Não é de agora que os agentes da lei norte-americanos usam a sua autoridade para controlar a população negra. Desde há muito que o fazem, como é referido no The Boston Globe (01-06-2020). No período anterior à Guerra Civil, patrulhas tinham por missão perseguir escravos em fuga, através do país. Depois da abolição da escravatura, os negros passaram a ser detidos e punidos por infrações que, se não fosse a cor da pele, seriam consideradas sem importância. Mesmo nos estados da União em que tinham direito de voto, os negros corriam risco de vida se o exercessem, e não podiam contar com os tribunais para fazer aplicar a lei. O Ku Klux Klan – organização de supremacistas brancos que ainda hoje subsiste e a que, um século depois da Guerra Civil, muitos membros das forças policiais ainda pertenciam – massacrava e matava impunemente.

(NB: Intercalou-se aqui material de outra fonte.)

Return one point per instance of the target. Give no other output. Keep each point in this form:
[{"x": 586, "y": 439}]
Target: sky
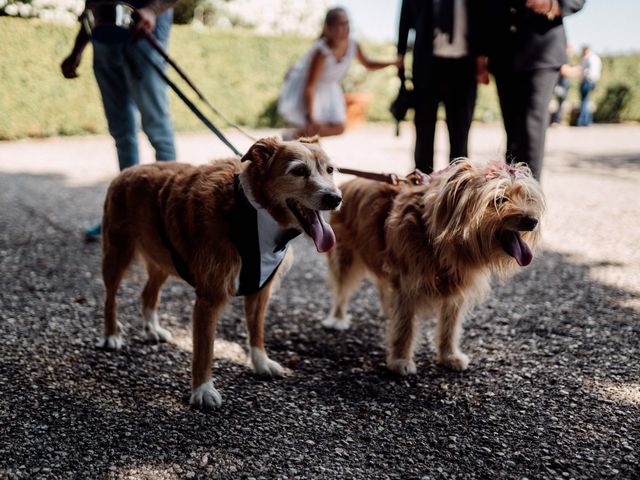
[{"x": 608, "y": 26}]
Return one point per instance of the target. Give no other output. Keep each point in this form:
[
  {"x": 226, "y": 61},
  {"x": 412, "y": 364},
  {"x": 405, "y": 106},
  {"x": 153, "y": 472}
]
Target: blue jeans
[
  {"x": 586, "y": 117},
  {"x": 128, "y": 84}
]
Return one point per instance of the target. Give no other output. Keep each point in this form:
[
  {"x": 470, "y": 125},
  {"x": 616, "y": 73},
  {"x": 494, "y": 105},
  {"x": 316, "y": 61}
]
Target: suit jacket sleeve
[
  {"x": 407, "y": 22},
  {"x": 568, "y": 7}
]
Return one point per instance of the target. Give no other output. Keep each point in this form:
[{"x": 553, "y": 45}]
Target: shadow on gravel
[
  {"x": 613, "y": 164},
  {"x": 552, "y": 389}
]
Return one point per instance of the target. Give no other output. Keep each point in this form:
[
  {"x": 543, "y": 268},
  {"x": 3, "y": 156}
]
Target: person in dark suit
[
  {"x": 525, "y": 43},
  {"x": 444, "y": 71}
]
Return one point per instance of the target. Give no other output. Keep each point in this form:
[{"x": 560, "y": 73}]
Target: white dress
[{"x": 328, "y": 100}]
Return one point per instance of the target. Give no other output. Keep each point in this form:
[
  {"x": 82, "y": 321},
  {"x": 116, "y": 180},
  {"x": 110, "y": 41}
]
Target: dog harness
[{"x": 261, "y": 242}]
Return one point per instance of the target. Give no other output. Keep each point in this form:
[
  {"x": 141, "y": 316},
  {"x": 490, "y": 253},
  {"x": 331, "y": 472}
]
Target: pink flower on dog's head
[{"x": 497, "y": 168}]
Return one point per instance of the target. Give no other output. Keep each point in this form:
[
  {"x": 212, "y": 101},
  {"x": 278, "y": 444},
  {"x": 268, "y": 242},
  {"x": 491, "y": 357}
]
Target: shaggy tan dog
[
  {"x": 224, "y": 228},
  {"x": 433, "y": 248}
]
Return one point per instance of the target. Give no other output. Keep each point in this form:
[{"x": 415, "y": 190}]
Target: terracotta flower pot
[{"x": 357, "y": 106}]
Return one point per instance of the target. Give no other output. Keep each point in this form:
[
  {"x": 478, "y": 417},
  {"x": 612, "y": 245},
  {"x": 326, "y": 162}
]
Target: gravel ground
[{"x": 553, "y": 390}]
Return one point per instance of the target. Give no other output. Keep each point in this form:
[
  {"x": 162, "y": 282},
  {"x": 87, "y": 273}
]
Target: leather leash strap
[
  {"x": 414, "y": 178},
  {"x": 157, "y": 46}
]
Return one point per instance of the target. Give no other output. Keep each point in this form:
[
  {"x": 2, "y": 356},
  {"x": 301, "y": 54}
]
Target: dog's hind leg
[
  {"x": 255, "y": 307},
  {"x": 401, "y": 334},
  {"x": 150, "y": 296},
  {"x": 205, "y": 319},
  {"x": 117, "y": 254},
  {"x": 345, "y": 272},
  {"x": 448, "y": 333}
]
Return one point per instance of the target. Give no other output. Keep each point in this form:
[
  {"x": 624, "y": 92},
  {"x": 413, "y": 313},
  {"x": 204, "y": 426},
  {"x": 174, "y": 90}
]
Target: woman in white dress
[{"x": 312, "y": 98}]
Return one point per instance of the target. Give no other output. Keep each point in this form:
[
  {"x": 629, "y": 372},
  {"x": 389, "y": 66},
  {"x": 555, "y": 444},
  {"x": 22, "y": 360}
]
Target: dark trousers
[
  {"x": 453, "y": 83},
  {"x": 524, "y": 101}
]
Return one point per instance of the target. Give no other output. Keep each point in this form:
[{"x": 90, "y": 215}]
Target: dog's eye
[{"x": 301, "y": 171}]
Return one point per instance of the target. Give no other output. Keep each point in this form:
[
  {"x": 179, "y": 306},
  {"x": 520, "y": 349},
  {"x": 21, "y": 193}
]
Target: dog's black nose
[
  {"x": 527, "y": 224},
  {"x": 331, "y": 201}
]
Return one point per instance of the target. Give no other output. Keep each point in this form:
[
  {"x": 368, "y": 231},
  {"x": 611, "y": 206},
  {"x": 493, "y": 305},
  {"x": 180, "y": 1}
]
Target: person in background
[
  {"x": 312, "y": 98},
  {"x": 561, "y": 90},
  {"x": 525, "y": 46},
  {"x": 444, "y": 71},
  {"x": 591, "y": 70},
  {"x": 128, "y": 84}
]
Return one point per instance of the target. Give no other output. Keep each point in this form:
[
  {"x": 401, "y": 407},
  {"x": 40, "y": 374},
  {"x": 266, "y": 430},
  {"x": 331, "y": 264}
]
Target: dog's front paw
[
  {"x": 156, "y": 334},
  {"x": 110, "y": 342},
  {"x": 264, "y": 366},
  {"x": 454, "y": 361},
  {"x": 337, "y": 323},
  {"x": 402, "y": 366},
  {"x": 205, "y": 397}
]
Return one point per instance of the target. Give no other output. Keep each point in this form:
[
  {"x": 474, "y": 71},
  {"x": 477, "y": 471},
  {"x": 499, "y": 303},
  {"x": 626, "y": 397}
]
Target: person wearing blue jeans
[
  {"x": 591, "y": 70},
  {"x": 586, "y": 117},
  {"x": 128, "y": 84}
]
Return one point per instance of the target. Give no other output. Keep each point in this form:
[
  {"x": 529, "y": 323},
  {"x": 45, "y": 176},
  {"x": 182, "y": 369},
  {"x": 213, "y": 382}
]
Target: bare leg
[
  {"x": 448, "y": 333},
  {"x": 116, "y": 256},
  {"x": 150, "y": 295},
  {"x": 401, "y": 334},
  {"x": 345, "y": 272},
  {"x": 255, "y": 307},
  {"x": 205, "y": 319}
]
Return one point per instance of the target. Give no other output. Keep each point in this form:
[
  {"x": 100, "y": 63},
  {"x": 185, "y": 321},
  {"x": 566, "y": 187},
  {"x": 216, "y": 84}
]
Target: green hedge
[{"x": 241, "y": 73}]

A discriminação racial e o preconceito social confundiam-se, atingindo afro-americanos, índios, asiáticos, latino-americanos e… brancos pobres (apelidados de white trash). Com a Lei dos Direitos Civis, de 1964, a proibição de casamentos inter-raciais e a segregação nos transportes, lavabos públicos e acesso à universidade foram formalmente abolidas mas o pesado legado de racismo e discriminação não desapareceu e continuou a permear a sociedade, refletindo-se no relacionamento entre as autoridades e as comunidades mais pobres, nomeadamente a comunidade afro-americana.

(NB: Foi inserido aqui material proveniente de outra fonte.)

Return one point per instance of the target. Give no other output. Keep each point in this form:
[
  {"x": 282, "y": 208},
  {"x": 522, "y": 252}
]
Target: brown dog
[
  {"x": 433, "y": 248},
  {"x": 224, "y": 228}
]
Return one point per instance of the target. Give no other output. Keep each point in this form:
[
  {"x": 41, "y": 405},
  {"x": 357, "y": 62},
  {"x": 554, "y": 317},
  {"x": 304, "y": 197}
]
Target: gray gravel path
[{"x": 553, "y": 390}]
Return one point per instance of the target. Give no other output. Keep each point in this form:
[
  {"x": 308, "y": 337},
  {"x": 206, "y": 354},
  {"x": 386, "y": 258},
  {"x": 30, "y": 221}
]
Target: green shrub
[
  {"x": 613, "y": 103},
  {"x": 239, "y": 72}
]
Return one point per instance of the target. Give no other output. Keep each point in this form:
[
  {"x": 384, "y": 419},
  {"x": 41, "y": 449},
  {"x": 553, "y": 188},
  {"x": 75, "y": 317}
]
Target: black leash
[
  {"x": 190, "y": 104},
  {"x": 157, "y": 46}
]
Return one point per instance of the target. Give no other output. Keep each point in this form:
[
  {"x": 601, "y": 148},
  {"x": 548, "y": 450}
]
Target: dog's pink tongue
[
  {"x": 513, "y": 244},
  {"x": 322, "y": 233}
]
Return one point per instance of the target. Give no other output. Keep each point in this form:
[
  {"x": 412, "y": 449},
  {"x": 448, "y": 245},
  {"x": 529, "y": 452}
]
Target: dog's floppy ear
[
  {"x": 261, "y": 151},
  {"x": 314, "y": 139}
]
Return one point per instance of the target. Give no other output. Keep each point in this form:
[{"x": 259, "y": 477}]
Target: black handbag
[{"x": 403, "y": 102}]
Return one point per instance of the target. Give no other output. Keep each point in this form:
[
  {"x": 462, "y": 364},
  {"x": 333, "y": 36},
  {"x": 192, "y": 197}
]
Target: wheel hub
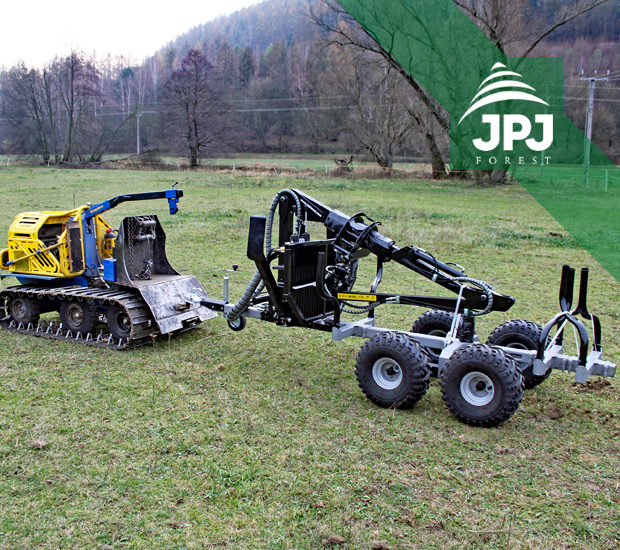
[
  {"x": 387, "y": 373},
  {"x": 76, "y": 315},
  {"x": 19, "y": 307},
  {"x": 477, "y": 388}
]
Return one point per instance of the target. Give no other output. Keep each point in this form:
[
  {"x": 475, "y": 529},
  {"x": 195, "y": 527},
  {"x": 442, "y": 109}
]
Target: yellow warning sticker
[{"x": 357, "y": 297}]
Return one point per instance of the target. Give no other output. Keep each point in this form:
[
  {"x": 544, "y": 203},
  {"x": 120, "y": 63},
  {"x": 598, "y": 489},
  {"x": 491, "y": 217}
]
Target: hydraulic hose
[{"x": 255, "y": 286}]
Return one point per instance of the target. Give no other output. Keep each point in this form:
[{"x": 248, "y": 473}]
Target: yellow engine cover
[{"x": 39, "y": 243}]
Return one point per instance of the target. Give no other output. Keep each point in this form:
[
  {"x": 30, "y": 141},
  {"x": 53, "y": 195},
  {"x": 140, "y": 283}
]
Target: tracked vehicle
[
  {"x": 305, "y": 282},
  {"x": 111, "y": 287}
]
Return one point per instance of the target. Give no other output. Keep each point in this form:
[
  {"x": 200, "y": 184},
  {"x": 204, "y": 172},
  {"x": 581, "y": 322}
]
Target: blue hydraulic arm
[
  {"x": 173, "y": 196},
  {"x": 91, "y": 254}
]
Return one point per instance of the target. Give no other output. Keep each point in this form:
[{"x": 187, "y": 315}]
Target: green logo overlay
[{"x": 505, "y": 114}]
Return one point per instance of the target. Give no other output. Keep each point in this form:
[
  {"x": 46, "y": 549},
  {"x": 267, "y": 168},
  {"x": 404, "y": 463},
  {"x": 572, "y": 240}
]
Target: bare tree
[
  {"x": 377, "y": 117},
  {"x": 193, "y": 109},
  {"x": 507, "y": 24}
]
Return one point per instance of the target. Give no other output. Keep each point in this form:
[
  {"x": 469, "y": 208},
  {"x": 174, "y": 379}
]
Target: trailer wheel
[
  {"x": 78, "y": 317},
  {"x": 119, "y": 322},
  {"x": 520, "y": 334},
  {"x": 392, "y": 370},
  {"x": 24, "y": 310},
  {"x": 236, "y": 325},
  {"x": 481, "y": 385}
]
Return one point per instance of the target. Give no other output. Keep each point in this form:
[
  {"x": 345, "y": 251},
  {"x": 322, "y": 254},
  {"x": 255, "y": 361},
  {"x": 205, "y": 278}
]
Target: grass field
[{"x": 262, "y": 439}]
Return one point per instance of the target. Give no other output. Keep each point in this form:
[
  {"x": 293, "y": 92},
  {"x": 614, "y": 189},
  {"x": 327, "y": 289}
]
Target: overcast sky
[{"x": 34, "y": 31}]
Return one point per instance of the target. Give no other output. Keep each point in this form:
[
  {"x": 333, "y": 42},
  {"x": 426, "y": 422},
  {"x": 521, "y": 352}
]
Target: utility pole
[
  {"x": 592, "y": 80},
  {"x": 138, "y": 115}
]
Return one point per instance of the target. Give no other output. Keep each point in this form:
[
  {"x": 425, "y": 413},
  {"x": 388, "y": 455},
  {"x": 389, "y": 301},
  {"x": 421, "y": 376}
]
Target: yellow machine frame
[{"x": 39, "y": 243}]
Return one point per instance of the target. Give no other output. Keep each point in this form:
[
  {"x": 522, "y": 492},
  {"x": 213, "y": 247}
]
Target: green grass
[{"x": 262, "y": 439}]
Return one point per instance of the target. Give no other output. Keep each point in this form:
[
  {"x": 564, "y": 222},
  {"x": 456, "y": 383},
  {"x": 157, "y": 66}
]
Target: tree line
[{"x": 334, "y": 90}]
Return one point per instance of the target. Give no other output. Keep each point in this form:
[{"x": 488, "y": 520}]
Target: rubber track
[{"x": 142, "y": 325}]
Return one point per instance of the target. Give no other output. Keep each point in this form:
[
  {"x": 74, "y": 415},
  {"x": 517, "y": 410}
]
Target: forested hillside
[{"x": 282, "y": 76}]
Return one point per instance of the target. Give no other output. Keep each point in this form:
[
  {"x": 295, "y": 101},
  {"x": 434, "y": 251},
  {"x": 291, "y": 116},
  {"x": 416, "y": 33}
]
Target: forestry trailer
[{"x": 482, "y": 384}]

A violência policial nos EUA continua ligada a um sistema que visa manter uma hierarquia social baseada na crença da superioridade racial dos brancos. Ou, talvez mais exatamente, dos brancos ricos. O risco de um negro, índio ou latino-americano ser morto pela polícia durante a vida é, respetivamente, 2.5, 1.7 e 1.4 vezes superior à de um branco (Proceedings of the National Academy of Sciences, 2019, 116 (34), 16793-16798). A raça funciona como marcador do local de pertença da pessoa e a discrepância entre uma e outro é motivo suficiente de suspeição (Crime & Delinquency Journal, 2019, 65 (4), 499-526). A comunidade negra é com frequência associada a estereótipos negativos como “perigoso”, “agressivo”, “violento” ou “criminoso” (Journal of Personality and Social Psychology, 2004, 87 (6), 876-893), e isso enforma as decisões e táticas policiais.

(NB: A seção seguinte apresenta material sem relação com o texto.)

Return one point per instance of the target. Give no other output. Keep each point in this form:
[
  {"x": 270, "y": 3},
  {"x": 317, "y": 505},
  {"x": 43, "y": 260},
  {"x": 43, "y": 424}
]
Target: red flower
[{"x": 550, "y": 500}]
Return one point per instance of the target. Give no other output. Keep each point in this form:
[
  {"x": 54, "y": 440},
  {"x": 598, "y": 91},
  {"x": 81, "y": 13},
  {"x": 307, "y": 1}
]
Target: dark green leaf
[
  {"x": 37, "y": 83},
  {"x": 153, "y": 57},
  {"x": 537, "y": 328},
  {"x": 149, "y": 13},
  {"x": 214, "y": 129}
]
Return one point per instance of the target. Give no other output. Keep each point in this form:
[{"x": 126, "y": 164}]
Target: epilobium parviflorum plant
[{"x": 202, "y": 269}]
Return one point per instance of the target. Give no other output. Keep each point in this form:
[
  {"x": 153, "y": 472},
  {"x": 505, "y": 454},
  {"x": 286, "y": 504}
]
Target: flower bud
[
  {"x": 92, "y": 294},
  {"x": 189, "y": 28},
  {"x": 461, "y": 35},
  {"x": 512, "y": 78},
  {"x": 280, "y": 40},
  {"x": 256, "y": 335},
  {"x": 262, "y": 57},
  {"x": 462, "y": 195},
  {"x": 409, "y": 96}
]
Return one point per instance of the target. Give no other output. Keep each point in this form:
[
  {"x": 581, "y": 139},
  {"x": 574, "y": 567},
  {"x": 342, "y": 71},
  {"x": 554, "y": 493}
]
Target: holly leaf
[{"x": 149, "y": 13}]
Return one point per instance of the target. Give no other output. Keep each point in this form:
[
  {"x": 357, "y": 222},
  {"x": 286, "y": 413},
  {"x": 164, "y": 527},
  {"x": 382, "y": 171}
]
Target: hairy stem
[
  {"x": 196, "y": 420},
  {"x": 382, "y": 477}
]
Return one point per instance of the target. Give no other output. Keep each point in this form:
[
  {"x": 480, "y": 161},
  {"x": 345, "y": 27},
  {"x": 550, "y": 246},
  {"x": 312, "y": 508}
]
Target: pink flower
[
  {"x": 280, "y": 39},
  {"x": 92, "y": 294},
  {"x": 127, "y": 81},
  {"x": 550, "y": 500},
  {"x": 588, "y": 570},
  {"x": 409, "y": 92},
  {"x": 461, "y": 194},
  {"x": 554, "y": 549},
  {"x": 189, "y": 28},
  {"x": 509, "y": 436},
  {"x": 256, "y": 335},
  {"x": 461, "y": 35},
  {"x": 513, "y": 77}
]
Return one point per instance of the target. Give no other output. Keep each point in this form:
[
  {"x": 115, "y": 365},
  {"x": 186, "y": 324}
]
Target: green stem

Preconceito que necessita de parasitar o poder para se afirmar, o racismo é usado como instrumento de divisionismo e opressão social, sobretudo quando a luta por direitos sociais ou laborais se agudiza. Pode estar implícito em comportamentos individuais, contaminar instituições, ou ser varrido para debaixo do tapete pelo alegado “tratamento por igual, sem olhar à cor da pele” (o chamado color blindness racism). Seja como for, nunca deve ser subestimado. Nas sociedades onde alcança expressão significativa é um sério obstáculo ao desenvolvimento da sociedade, à luta pelo progresso social e pela paz. Combatê-lo é condição necessária da convergência de vontades em prol da solidariedade, cooperação, justiça social e paz.

Que não o esqueçamos, mesmo depois de a morte de George Floyd deixar de ser notícia.